A4 Refereed article in a conference publication
Meta-optimised Time-index Modeling for Glucose Excursion Prediction
Authors: Cui, Ran; Hanna Suominen, Hanna; Nolan, Christopher J.; Daskalaki, Elena
Editors: Cannataro, Mario; Zheng, Huiru (Jane); Gao, Lin; Cheng, Jianlin (Jack); de Miranda, João Luís; Zumpano, Ester; Hu, Xiaohua; Cho, Young-Rae; Park, Taesung
Conference name: IEEE International Conference on Bioinformatics and Biomedicine
Publication year: 2024
Journal: Proceedings (IEEE International Conference on Bioinformatics and Biomedicine)

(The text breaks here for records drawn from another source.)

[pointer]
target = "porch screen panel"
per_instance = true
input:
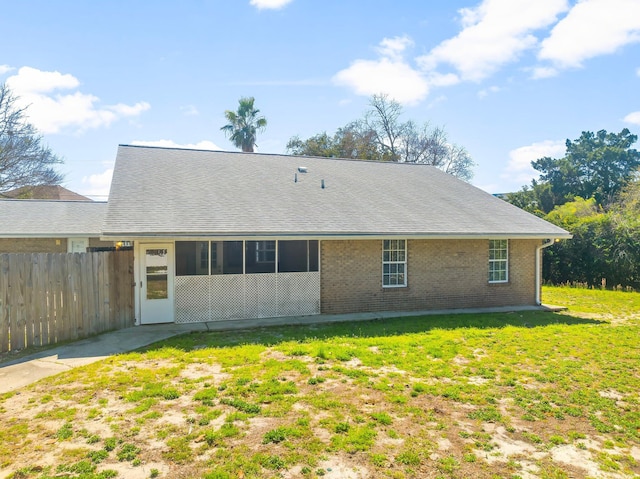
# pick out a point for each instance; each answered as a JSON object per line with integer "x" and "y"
{"x": 298, "y": 294}
{"x": 192, "y": 299}
{"x": 227, "y": 297}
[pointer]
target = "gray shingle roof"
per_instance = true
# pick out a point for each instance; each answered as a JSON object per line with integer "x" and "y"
{"x": 177, "y": 192}
{"x": 51, "y": 218}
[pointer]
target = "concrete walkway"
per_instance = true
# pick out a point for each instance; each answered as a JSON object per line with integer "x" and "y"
{"x": 29, "y": 369}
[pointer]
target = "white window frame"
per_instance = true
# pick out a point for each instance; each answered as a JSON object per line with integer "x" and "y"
{"x": 394, "y": 255}
{"x": 498, "y": 265}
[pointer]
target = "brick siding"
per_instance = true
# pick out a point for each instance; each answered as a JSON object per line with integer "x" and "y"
{"x": 441, "y": 274}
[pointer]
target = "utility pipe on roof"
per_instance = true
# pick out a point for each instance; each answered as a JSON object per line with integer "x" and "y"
{"x": 548, "y": 242}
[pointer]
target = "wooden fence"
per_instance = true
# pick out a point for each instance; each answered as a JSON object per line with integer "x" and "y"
{"x": 46, "y": 298}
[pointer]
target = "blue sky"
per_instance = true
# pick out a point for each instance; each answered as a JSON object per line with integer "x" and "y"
{"x": 510, "y": 80}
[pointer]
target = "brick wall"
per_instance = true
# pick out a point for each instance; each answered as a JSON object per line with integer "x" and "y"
{"x": 441, "y": 274}
{"x": 33, "y": 245}
{"x": 96, "y": 243}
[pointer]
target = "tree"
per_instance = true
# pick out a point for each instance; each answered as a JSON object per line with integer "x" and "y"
{"x": 24, "y": 160}
{"x": 381, "y": 136}
{"x": 594, "y": 166}
{"x": 244, "y": 124}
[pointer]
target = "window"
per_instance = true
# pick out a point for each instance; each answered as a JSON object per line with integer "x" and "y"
{"x": 250, "y": 257}
{"x": 297, "y": 256}
{"x": 498, "y": 261}
{"x": 394, "y": 263}
{"x": 265, "y": 251}
{"x": 226, "y": 257}
{"x": 192, "y": 258}
{"x": 260, "y": 257}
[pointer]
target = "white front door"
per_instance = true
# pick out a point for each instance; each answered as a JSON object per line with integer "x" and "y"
{"x": 156, "y": 291}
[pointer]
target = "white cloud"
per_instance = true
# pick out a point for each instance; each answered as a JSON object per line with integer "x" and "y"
{"x": 98, "y": 185}
{"x": 269, "y": 4}
{"x": 390, "y": 74}
{"x": 592, "y": 28}
{"x": 50, "y": 111}
{"x": 544, "y": 72}
{"x": 633, "y": 118}
{"x": 201, "y": 145}
{"x": 492, "y": 89}
{"x": 519, "y": 169}
{"x": 394, "y": 48}
{"x": 5, "y": 69}
{"x": 494, "y": 33}
{"x": 189, "y": 110}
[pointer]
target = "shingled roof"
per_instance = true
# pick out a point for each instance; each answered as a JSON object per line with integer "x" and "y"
{"x": 51, "y": 218}
{"x": 171, "y": 192}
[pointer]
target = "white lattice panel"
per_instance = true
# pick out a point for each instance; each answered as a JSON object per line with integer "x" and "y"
{"x": 227, "y": 297}
{"x": 237, "y": 296}
{"x": 298, "y": 294}
{"x": 261, "y": 295}
{"x": 192, "y": 299}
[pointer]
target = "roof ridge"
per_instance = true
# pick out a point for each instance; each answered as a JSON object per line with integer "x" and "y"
{"x": 279, "y": 155}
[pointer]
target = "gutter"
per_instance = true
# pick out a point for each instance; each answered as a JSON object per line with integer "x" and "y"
{"x": 548, "y": 242}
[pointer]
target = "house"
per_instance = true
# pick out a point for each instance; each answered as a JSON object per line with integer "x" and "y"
{"x": 51, "y": 226}
{"x": 223, "y": 235}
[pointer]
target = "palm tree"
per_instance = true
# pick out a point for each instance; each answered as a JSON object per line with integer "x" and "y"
{"x": 244, "y": 124}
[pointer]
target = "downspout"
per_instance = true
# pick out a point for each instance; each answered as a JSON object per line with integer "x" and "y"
{"x": 546, "y": 243}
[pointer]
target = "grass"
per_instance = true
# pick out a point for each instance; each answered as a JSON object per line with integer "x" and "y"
{"x": 491, "y": 395}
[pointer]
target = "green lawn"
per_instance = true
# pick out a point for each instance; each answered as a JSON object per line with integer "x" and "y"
{"x": 511, "y": 395}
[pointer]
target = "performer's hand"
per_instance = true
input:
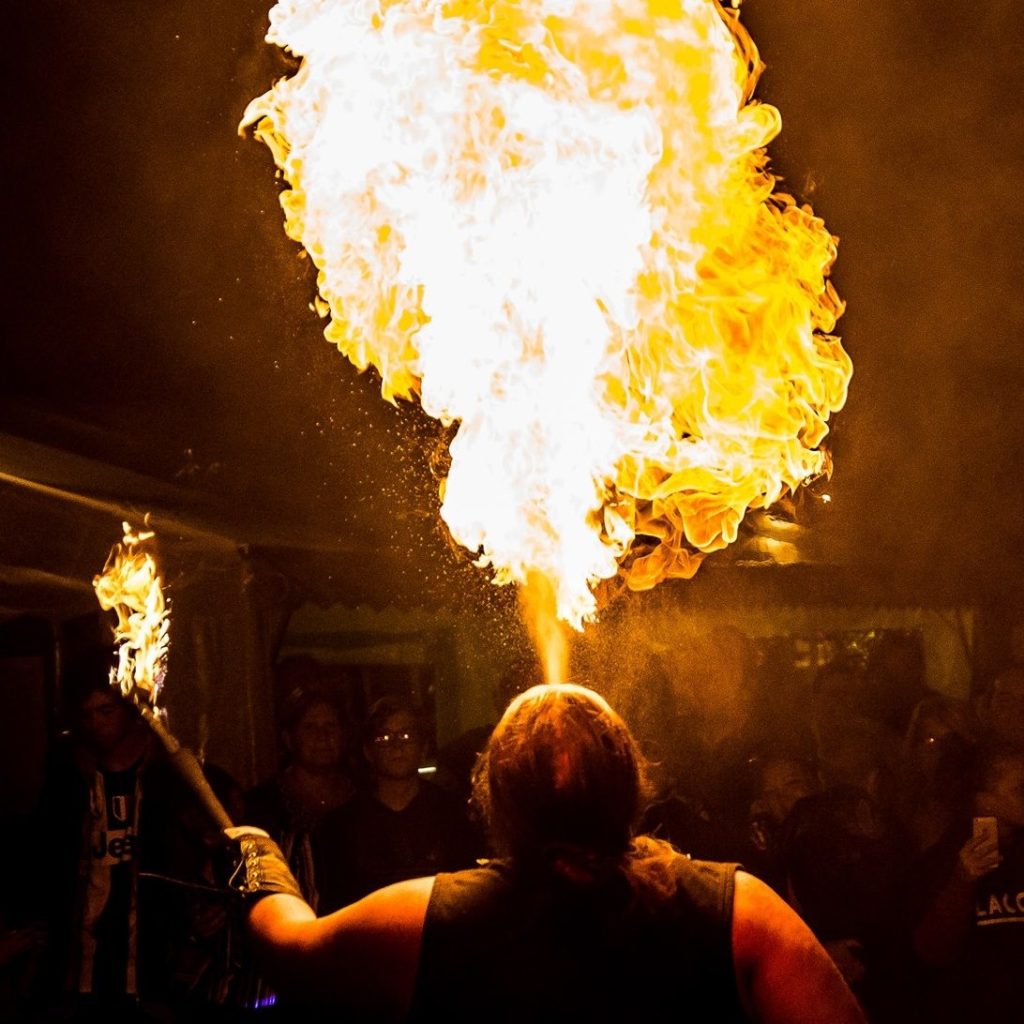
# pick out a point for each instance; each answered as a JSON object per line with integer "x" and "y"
{"x": 260, "y": 867}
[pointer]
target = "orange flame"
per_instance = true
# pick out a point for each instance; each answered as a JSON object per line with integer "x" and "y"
{"x": 552, "y": 220}
{"x": 130, "y": 586}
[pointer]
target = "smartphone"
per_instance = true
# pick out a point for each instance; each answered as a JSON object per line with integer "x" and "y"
{"x": 986, "y": 828}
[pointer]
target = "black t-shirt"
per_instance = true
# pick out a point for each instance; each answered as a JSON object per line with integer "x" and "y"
{"x": 366, "y": 845}
{"x": 503, "y": 946}
{"x": 117, "y": 849}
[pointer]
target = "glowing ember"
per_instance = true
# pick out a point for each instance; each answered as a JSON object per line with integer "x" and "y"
{"x": 130, "y": 586}
{"x": 553, "y": 221}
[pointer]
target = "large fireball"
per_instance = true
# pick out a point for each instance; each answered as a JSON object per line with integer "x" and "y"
{"x": 553, "y": 223}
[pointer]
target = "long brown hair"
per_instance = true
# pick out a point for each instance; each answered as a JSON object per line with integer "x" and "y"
{"x": 560, "y": 780}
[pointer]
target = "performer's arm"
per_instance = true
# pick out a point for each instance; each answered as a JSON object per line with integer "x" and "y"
{"x": 360, "y": 960}
{"x": 783, "y": 974}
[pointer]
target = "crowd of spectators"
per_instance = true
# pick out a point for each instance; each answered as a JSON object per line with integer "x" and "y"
{"x": 890, "y": 816}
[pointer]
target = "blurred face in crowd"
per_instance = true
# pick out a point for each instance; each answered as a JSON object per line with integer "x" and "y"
{"x": 783, "y": 781}
{"x": 396, "y": 748}
{"x": 1005, "y": 794}
{"x": 316, "y": 741}
{"x": 105, "y": 720}
{"x": 1006, "y": 707}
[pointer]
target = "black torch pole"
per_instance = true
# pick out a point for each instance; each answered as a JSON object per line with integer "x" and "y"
{"x": 187, "y": 767}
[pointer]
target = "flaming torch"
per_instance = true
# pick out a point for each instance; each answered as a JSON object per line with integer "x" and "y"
{"x": 553, "y": 222}
{"x": 131, "y": 587}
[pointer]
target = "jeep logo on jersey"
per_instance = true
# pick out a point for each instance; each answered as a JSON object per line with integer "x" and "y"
{"x": 119, "y": 807}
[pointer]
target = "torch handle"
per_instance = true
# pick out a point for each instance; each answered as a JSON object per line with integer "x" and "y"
{"x": 189, "y": 769}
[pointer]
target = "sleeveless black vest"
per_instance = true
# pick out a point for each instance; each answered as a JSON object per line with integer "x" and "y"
{"x": 500, "y": 946}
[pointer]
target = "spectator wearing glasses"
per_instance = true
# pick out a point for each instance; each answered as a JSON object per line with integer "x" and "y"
{"x": 403, "y": 826}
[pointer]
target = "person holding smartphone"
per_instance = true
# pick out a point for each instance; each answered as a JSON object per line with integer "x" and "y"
{"x": 972, "y": 925}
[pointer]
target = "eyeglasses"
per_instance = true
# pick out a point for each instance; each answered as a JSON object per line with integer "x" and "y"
{"x": 387, "y": 738}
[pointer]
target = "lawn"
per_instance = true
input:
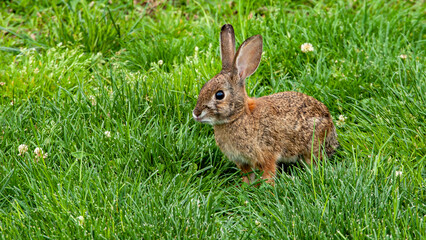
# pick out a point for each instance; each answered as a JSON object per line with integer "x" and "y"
{"x": 97, "y": 138}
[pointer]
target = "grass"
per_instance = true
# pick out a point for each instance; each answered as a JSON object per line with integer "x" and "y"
{"x": 73, "y": 70}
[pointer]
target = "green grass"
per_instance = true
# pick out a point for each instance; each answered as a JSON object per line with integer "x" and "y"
{"x": 73, "y": 70}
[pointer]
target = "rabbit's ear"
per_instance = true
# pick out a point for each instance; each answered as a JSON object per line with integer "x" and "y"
{"x": 248, "y": 57}
{"x": 227, "y": 46}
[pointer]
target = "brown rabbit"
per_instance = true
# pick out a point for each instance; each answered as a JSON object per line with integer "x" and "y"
{"x": 256, "y": 133}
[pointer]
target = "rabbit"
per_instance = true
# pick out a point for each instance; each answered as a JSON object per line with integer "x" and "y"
{"x": 257, "y": 133}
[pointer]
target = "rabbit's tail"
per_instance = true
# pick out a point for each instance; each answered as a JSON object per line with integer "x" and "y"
{"x": 331, "y": 143}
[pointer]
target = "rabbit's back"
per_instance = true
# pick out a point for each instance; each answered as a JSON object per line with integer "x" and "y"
{"x": 282, "y": 125}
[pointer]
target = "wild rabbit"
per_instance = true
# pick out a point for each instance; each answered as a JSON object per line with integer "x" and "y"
{"x": 256, "y": 133}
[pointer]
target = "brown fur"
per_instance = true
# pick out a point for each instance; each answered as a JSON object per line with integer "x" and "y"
{"x": 258, "y": 133}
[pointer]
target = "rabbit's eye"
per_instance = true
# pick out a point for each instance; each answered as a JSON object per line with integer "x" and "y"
{"x": 220, "y": 95}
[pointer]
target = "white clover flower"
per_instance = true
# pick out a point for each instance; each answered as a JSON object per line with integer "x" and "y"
{"x": 107, "y": 134}
{"x": 307, "y": 47}
{"x": 92, "y": 100}
{"x": 403, "y": 56}
{"x": 341, "y": 121}
{"x": 39, "y": 153}
{"x": 22, "y": 149}
{"x": 80, "y": 220}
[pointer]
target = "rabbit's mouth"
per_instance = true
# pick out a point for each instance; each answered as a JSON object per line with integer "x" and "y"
{"x": 201, "y": 118}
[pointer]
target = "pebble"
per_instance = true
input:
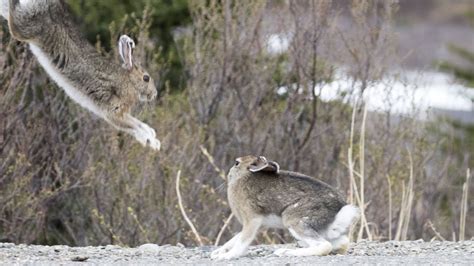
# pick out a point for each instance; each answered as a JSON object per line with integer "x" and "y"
{"x": 363, "y": 252}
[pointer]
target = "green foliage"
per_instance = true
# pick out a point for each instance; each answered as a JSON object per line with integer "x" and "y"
{"x": 464, "y": 74}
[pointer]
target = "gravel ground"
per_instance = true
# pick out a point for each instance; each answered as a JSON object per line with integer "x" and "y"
{"x": 365, "y": 252}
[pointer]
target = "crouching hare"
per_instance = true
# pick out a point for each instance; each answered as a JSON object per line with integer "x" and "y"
{"x": 260, "y": 194}
{"x": 98, "y": 84}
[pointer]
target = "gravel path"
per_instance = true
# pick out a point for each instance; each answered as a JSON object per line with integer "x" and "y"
{"x": 365, "y": 252}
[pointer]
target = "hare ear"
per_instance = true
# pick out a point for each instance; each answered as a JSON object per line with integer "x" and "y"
{"x": 126, "y": 45}
{"x": 262, "y": 164}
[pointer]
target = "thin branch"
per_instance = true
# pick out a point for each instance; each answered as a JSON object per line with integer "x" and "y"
{"x": 183, "y": 212}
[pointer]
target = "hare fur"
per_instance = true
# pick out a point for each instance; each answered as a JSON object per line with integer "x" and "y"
{"x": 97, "y": 83}
{"x": 261, "y": 195}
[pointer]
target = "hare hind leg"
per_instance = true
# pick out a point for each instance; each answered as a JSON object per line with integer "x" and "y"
{"x": 340, "y": 245}
{"x": 315, "y": 245}
{"x": 4, "y": 9}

Book title : 2024 IEEE International Conference on Bioinformatics and Biomedicine (BIBM)
First page : 1911
Last page: 1918
ISBN: 979-8-3503-8623-3
eISBN: 979-8-3503-8622-6
ISSN: 2156-1125
eISSN: 2156-1133
DOI: https://doi.org/10.1109/BIBM62325.2024.10822258
Web address : https://ieeexplore.ieee.org/document/10822258
The development of continuous glucose monitoring (CGM) devices has facilitated research of data-driven glucose prediction, which is useful in managing type 1 diabetes mellitus (T1DM). Existing research has investigated using historical-value based machine learning approaches to predict short-term glucose excursion and adapting pre-trained models to unseen patients via meta-learning. This study aims to investigate if time-index based modeling could improve the effectiveness and efficiency to the same objective. Different to existing methods that take the past glucose sequence as the input and output the future sequence, the method we apply — referred to as the meta-optimised time-index model (MOTIM) — takes time-index features as the input and predicts the glucose value at that time. We argue that the reduction of modeling complexity from sequence-level to value-level could ease the learning difficulty and increase the efficiency. In our experiments on the OhioT1DM and UMT1DM datasets, the MOTIM achieves comparable performance to the state-of-the-art models (e.g., 1-hour excursion averaged mean absolute percentage error of 10.25 on OhioT1DM and 12.50 on UMT1DM) while consuming a substantially lower cost (e.g., only 1.3% model parameters and more than 10 times faster inference). These promising findings encourage further work on time-index modeling in glucose prediction for T1DM, and to encourage it, we have released our codes at https://github.com/r-cui/MOTIMGluPred under the MIT license.
Funding information in the publication:
This research has been delivered in partnership with and funded by Our Health in Our Hands (OHIOH), a strategic initiative of The Australian National University (ANU). We gratefully acknowledge the funding from the ANU School of Computing for the first author’s PhD studies.